Civil Society, Europe, Headlines

CZECH REPUBLIC: U.S. Radar Makes Some People Hungry

Zoltán Dujisin

PRAGUE, Jun 12 2008 (IPS) - Both opponents and supporters of the U.S. radar to be built on Czech soil have turned to hunger strikes to voice their opinions, with some politicians following suit.

The U.S. administration wants to enlarge its missile defence system to Central and Eastern Europe by building a radar in the Czech Republic and a missile base in Poland that will allegedly protect Western countries from missile attacks by ‘rogue’ states in the Middle East.

As the Czech right-wing government gives the nod to the U.S. radar on Czech soil against almost 70 percent of its population, activists and opposition politicians have begun protesting through hunger strikes.

On May 13 Jan Tamas and Jan Bednar from the civic group ‘No to the Bases’ began the first hunger strike at a building open to the public in the centre of Prague, where they remained until last week.

“We turned to hunger strikes because this is a problem of democracy. For two years we have made protests and petitions to the government but they keep negotiating with the U.S., ignoring that two-thirds of the Czech public are against this ‘star wars’ system,” Tamas told IPS.

The main treaty for the construction of the radar has been signed, and there are ongoing talks on another treaty on the conditions of the U.S. soldiers’ stay in Czech territory, to be signed by mid-July.

“The radar means a declaration of war, and I don’t want my country to be a part of something so destabilising that will lead to another arms race,” the activist added.

Tamas and Bednar demanded that the government cease talks with the U.S., wait for the European Union (EU) stance on the issue, start a debate in parliament, and organise television discussions on the base between an equal number of supporters and opponents.

As the strikers began showing signs of weakness such as liver problems and stammering speech, politicians from the right-wing ruling coalition were forced to react.

Czech Defence Minister Vlasta Parkanova called the hunger strikers blackmailers to whom one should not yield, and insisted such a form of protest only makes sense in oppressive societies. Foreign Minister Karel Schwarzenberg met the activists but rejected their conditions, promising only dialogue.

The main opposition party Social Democrats managed to convince the activists to end their strike after left-wing politicians agreed to enter a chain hunger strike, in which deputies would take turns.

Czech President Vaclav Klaus, who had also referred to the activists as “blackmailers”, ironically welcomed the decision by left-wing deputies to replace the hunger strikers.

“A couple of days of hunger would definitely do some politicians good. I would eventually join it,” he said, seemingly in reference to the overweight condition of several Czech politicians.

But nobody was prepared for the announcement by Reflex weekly journalist Jiri X Dolezal, who declared his intention last Friday to start a hunger strike in support of the radar.

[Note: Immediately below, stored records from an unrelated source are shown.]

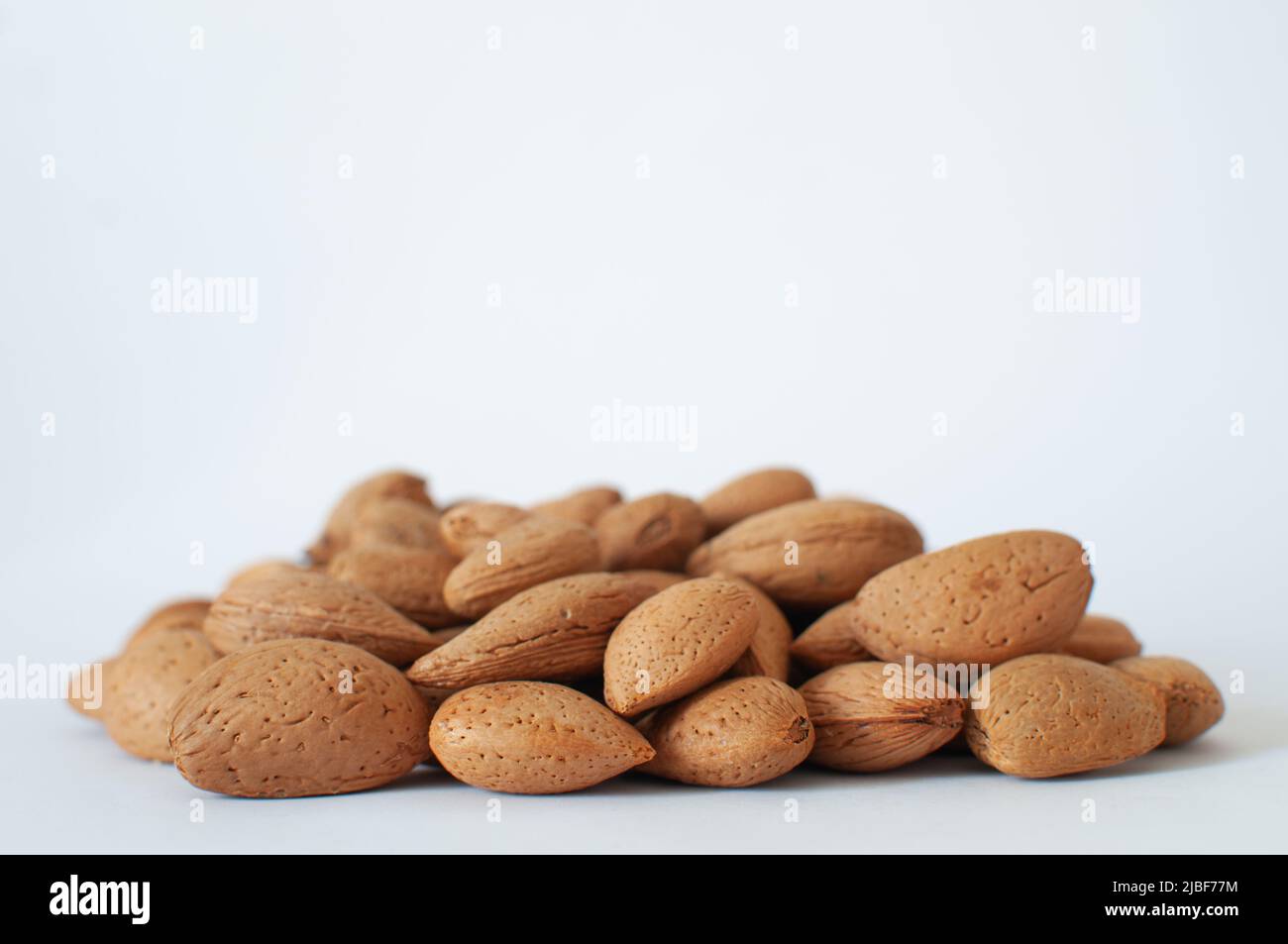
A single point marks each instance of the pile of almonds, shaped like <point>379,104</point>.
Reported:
<point>720,643</point>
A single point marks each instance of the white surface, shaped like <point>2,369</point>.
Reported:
<point>768,167</point>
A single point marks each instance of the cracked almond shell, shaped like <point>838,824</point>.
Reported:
<point>1048,715</point>
<point>532,737</point>
<point>553,631</point>
<point>866,719</point>
<point>982,601</point>
<point>814,553</point>
<point>297,717</point>
<point>734,733</point>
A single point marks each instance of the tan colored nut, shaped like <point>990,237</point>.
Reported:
<point>658,532</point>
<point>523,556</point>
<point>812,553</point>
<point>554,631</point>
<point>1102,639</point>
<point>734,733</point>
<point>344,515</point>
<point>297,717</point>
<point>829,640</point>
<point>870,716</point>
<point>678,642</point>
<point>471,526</point>
<point>402,522</point>
<point>1194,702</point>
<point>584,506</point>
<point>143,685</point>
<point>980,601</point>
<point>309,604</point>
<point>1048,715</point>
<point>752,493</point>
<point>532,737</point>
<point>407,578</point>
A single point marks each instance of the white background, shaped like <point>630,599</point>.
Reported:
<point>644,191</point>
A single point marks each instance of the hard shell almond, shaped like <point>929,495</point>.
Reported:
<point>520,557</point>
<point>344,515</point>
<point>471,526</point>
<point>658,532</point>
<point>180,614</point>
<point>734,733</point>
<point>584,506</point>
<point>980,601</point>
<point>143,685</point>
<point>1194,702</point>
<point>532,737</point>
<point>297,717</point>
<point>870,716</point>
<point>1048,715</point>
<point>678,642</point>
<point>812,553</point>
<point>829,640</point>
<point>407,578</point>
<point>403,522</point>
<point>769,651</point>
<point>553,631</point>
<point>1102,639</point>
<point>309,604</point>
<point>752,493</point>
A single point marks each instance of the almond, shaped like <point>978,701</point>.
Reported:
<point>553,631</point>
<point>1102,639</point>
<point>678,642</point>
<point>339,526</point>
<point>829,640</point>
<point>734,733</point>
<point>471,526</point>
<point>812,553</point>
<point>309,604</point>
<point>520,557</point>
<point>407,578</point>
<point>143,685</point>
<point>584,506</point>
<point>752,493</point>
<point>658,531</point>
<point>980,601</point>
<point>532,737</point>
<point>868,716</point>
<point>1194,702</point>
<point>297,717</point>
<point>1048,715</point>
<point>402,522</point>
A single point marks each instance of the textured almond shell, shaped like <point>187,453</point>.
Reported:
<point>1048,715</point>
<point>682,639</point>
<point>532,552</point>
<point>840,544</point>
<point>656,532</point>
<point>297,717</point>
<point>532,737</point>
<point>407,578</point>
<point>734,733</point>
<point>145,682</point>
<point>471,526</point>
<point>339,526</point>
<point>752,493</point>
<point>829,640</point>
<point>309,604</point>
<point>553,631</point>
<point>584,506</point>
<point>862,730</point>
<point>983,601</point>
<point>1194,702</point>
<point>1102,639</point>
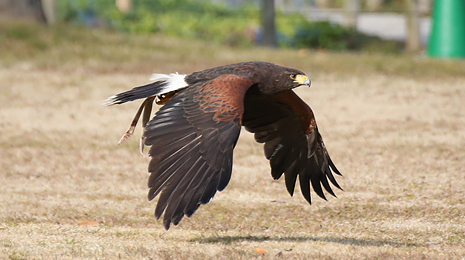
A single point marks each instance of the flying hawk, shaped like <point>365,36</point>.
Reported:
<point>193,135</point>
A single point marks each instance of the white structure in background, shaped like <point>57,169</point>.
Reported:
<point>390,26</point>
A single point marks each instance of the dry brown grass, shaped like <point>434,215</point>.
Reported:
<point>397,136</point>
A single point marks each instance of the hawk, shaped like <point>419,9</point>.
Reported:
<point>193,134</point>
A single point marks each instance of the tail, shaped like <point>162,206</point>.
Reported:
<point>162,84</point>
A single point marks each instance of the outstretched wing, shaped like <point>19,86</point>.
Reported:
<point>292,142</point>
<point>192,137</point>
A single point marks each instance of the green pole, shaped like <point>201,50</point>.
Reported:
<point>448,32</point>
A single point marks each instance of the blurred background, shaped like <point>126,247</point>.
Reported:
<point>390,26</point>
<point>388,92</point>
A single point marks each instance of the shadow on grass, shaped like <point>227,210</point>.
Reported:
<point>344,241</point>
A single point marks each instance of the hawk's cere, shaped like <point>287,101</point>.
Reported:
<point>193,135</point>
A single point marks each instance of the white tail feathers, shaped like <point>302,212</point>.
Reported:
<point>175,81</point>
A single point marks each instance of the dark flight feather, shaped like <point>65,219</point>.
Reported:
<point>193,135</point>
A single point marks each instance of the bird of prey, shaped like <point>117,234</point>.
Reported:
<point>193,134</point>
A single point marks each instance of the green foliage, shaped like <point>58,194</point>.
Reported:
<point>204,20</point>
<point>326,35</point>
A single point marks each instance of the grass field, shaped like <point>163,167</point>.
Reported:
<point>394,126</point>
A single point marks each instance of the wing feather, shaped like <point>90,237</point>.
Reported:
<point>192,138</point>
<point>293,144</point>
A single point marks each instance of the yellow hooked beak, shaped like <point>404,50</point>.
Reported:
<point>302,79</point>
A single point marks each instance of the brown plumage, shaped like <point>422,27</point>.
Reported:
<point>193,135</point>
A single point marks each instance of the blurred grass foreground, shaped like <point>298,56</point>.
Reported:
<point>393,124</point>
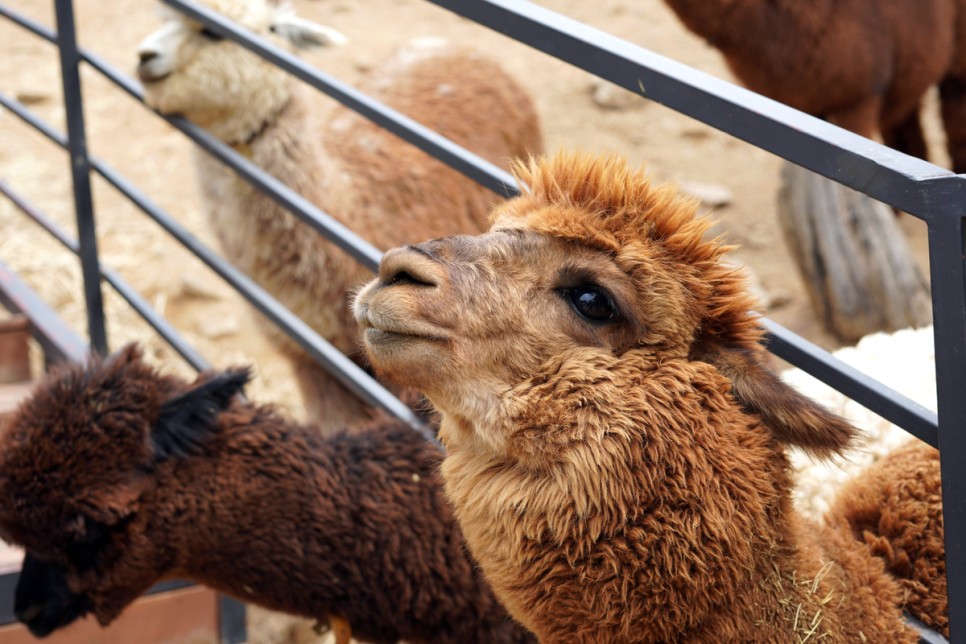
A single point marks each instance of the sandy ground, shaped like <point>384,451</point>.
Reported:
<point>156,158</point>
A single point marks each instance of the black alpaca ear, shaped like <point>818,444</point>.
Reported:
<point>187,420</point>
<point>792,417</point>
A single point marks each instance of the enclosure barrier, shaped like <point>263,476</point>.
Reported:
<point>926,191</point>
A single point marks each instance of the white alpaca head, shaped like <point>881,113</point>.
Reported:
<point>189,70</point>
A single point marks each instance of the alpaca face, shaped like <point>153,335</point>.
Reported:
<point>190,70</point>
<point>79,464</point>
<point>465,319</point>
<point>595,260</point>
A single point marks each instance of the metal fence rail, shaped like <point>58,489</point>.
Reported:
<point>922,189</point>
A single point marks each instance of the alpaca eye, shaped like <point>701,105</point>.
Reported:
<point>591,303</point>
<point>83,551</point>
<point>210,35</point>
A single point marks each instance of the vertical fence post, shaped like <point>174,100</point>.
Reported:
<point>80,173</point>
<point>948,273</point>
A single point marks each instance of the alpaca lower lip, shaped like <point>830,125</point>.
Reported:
<point>383,336</point>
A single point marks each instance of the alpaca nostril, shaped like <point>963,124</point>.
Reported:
<point>409,266</point>
<point>30,613</point>
<point>405,277</point>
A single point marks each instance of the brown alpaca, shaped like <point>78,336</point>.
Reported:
<point>615,442</point>
<point>365,177</point>
<point>862,64</point>
<point>896,508</point>
<point>118,477</point>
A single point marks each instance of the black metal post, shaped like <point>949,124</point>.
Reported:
<point>231,617</point>
<point>80,172</point>
<point>948,272</point>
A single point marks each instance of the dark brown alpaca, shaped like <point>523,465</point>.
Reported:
<point>862,64</point>
<point>120,477</point>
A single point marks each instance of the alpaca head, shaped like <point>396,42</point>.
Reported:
<point>189,70</point>
<point>592,259</point>
<point>78,465</point>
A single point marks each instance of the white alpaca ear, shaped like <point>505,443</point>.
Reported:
<point>304,33</point>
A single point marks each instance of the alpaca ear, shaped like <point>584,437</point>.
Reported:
<point>304,33</point>
<point>792,417</point>
<point>187,420</point>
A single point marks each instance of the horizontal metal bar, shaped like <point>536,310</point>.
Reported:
<point>20,110</point>
<point>34,27</point>
<point>332,229</point>
<point>125,290</point>
<point>860,387</point>
<point>429,141</point>
<point>354,378</point>
<point>59,342</point>
<point>882,173</point>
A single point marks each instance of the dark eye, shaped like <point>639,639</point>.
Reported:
<point>83,552</point>
<point>210,35</point>
<point>591,303</point>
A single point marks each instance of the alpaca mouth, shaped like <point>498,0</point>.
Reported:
<point>375,336</point>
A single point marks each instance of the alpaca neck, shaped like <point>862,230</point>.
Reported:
<point>639,513</point>
<point>734,26</point>
<point>260,236</point>
<point>255,528</point>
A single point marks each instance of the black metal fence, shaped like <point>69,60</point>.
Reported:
<point>930,193</point>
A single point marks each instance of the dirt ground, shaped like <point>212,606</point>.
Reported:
<point>157,159</point>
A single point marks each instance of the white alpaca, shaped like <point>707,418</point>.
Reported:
<point>386,190</point>
<point>904,361</point>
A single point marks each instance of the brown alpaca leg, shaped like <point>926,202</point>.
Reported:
<point>952,93</point>
<point>341,629</point>
<point>906,136</point>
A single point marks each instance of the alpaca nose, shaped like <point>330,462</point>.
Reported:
<point>412,266</point>
<point>146,56</point>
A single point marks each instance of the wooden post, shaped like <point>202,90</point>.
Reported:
<point>852,256</point>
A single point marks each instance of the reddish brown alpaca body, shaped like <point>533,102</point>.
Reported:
<point>615,441</point>
<point>896,508</point>
<point>862,64</point>
<point>351,528</point>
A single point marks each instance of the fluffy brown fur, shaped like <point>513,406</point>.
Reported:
<point>365,177</point>
<point>616,443</point>
<point>863,64</point>
<point>109,497</point>
<point>896,508</point>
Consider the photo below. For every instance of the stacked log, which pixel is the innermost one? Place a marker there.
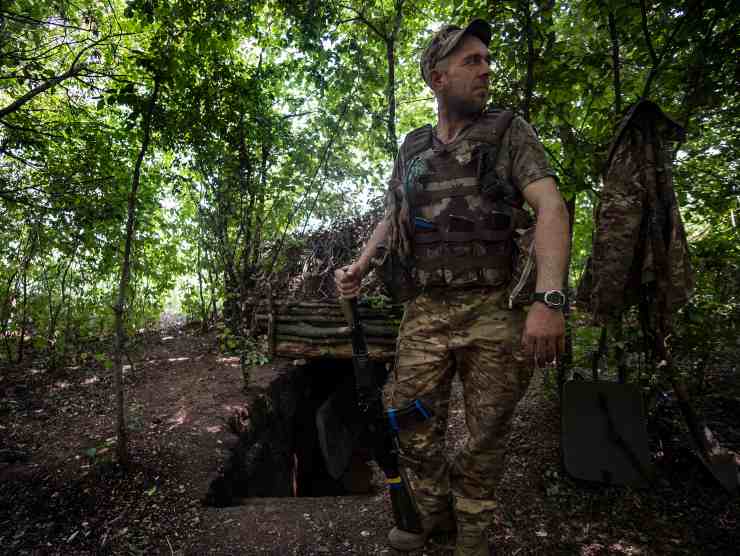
(317, 329)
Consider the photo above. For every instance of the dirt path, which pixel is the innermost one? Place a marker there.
(66, 498)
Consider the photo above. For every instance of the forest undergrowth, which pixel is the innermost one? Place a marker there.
(62, 493)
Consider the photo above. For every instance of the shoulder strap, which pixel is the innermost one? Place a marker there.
(492, 126)
(416, 142)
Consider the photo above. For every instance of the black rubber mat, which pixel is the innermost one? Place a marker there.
(604, 435)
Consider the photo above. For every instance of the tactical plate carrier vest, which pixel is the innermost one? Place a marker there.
(462, 213)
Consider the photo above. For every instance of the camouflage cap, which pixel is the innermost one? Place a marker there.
(446, 39)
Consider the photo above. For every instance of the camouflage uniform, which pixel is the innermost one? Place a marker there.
(460, 323)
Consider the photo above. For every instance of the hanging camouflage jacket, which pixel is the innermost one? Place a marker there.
(637, 198)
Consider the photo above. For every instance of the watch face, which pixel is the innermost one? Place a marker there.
(554, 298)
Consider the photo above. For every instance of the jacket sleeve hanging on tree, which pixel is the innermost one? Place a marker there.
(621, 262)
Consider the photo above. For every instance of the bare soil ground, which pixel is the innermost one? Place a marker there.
(60, 493)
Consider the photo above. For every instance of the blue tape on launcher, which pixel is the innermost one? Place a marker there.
(423, 224)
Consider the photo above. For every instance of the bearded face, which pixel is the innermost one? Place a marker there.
(460, 81)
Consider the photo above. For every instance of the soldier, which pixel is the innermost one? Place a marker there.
(454, 200)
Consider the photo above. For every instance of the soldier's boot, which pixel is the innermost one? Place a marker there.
(473, 518)
(405, 541)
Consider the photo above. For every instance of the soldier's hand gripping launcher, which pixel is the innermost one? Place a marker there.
(382, 432)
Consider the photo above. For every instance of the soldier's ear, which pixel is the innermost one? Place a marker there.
(437, 79)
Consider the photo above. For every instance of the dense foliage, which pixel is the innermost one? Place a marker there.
(271, 116)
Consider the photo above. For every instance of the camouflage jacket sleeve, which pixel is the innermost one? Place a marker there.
(522, 157)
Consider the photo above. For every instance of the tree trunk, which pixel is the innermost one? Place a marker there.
(120, 340)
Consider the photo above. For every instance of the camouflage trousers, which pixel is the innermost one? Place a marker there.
(472, 333)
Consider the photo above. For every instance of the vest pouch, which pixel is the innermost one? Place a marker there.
(524, 275)
(394, 275)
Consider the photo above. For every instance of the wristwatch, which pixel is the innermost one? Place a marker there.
(554, 299)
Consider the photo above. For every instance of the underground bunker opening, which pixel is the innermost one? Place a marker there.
(279, 453)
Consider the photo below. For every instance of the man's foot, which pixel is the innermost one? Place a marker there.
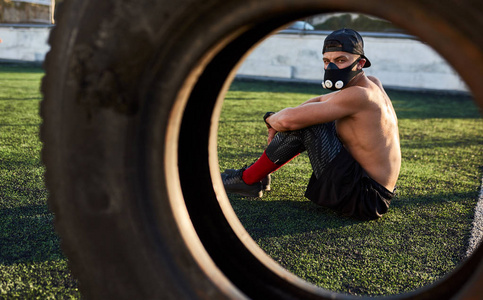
(266, 181)
(234, 183)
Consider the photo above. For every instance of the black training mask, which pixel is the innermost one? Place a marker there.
(336, 79)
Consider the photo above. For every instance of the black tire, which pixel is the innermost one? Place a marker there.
(133, 87)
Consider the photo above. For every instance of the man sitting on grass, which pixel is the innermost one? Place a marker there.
(351, 137)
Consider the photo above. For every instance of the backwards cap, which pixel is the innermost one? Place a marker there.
(346, 40)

Dolezal made his announcement in a Prague cafe while eating his last meal before the hunger strike, and playing a pro-U.S. song recorded by minister Parkanova.

The song was offered to U.S. President George W. Bush by the minister herself during Bush’s visit to Prague last year and was the object of public mockery for weeks.

“We only hear opinions against the radar in public space, and by this hunger strike I want to prove there are also many Czechs in favour of the radar,” Dolezal told IPS.

The journalist says he wants the radar because “the south and east are problematic areas of the world, and the radar will protect Europe from missiles from Iran or maybe even Russia.”

Dolezal said he did not mind going against the majority opinion of Czechs. “The majority usually is wrong,” he said.

Tamas called Dolezal’s actions “crazy”. He added: “I never heard of hunger strikes in favour of a government.”

The pro-radar media has frequently labelled outspoken opponents of the radar as anti-American, communists, pro-Russians or even sympathisers of Muslim organisations.

Last November Czech State Television was criticised by the ‘No to the Bases’ group for running a report in which it insinuated that Russian intelligence services had infiltrated it. Czech military intelligence chief Ondrej Palenik confirmed that they had no knowledge of links between Russian intelligence and opponents of the radar.

However, such allegations have continued to emerge intermittently, and media often question the source of funding of anti-radar groups such as ‘No to the Bases’ and Greenpeace.

The protests are building up ahead of a decision in parliament. The treaties will need to be ratified by parliament, but the Green coalition partners are mostly against stationing the radar.

Some deputies of the ruling Civic Democrats have insinuated they will not approve the EU Lisbon Treaty for institutional reform if the U.S. radar treaties are rejected.

Social Democrats politicians demand a referendum on the radar, but this is rejected by the ruling coalition, which claims that responsibility for sensitive security matters cannot be shifted from politicians to the population.